Paris je t'haine lorsque retombe la brume Et que le jour s'efface pour que renaisse Au clair de lune le carnaval désincarné D’envies mortelles, visions toxiques Qui à l’instant transforment nos cœurs En réseaux vastes et caverneux, Lacérés sur ses murs par des cris d’extases Et de douleurs, souterrains sans lumière, Profonds jusqu'aux rivières de sang Qui charrient des corps assoupis Par les vapeurs du désespoir
Ils et elles s’en vont, flottant à la dérive Comme des plaques vers les nouveaux continents D’une capitale sous la neige.
Paris la nuit, c’était ce triangle des martyrs, La jeunesse de Guy Môquet sur la place de Clichy Pour finir défoncé à la porte éponyme, C'était l'ilot chalon des robinsons Chaque vendredi pour nous casser une tête Trop pleine de racines carré, C’était les bataillons de Stalingrad, Les canaux sales de Riquet ou les discours De Max Dormoy pour faire rougir Toutes les pucelles Sur le chemin de La Chapelle.

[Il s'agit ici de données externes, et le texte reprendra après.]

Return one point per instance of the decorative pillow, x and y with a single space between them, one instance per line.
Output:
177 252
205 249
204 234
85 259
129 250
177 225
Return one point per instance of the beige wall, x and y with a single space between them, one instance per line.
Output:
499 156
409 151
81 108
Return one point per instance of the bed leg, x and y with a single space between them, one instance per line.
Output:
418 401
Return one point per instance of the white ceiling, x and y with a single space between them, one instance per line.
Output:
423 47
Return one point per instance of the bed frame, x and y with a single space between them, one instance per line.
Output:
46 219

C’était notre sélection naturelle Faite d’artifices, c’était Paris Chaque nuit jusqu’au petit matin, Pour le voir elle, transie par le froid, Prendre sa place après le tapin d’une nuit sans tuile, Dans son lit jaune, grinçant et cafardeux, Le fond du cul interstellaire d’un vieil hôtel.
Mais elle s’en fout, elle est enfin allongée Ma belle, sa queue avec, Tu vas pouvoir enfin rêver de devenir un jour Un maître en alchimie, l’ogresse qui régnera Sur tout ce peuple du château-rouge Sur ce marché des gouttes Qui transformera toujours Et pour toujours le sang des affamés en or…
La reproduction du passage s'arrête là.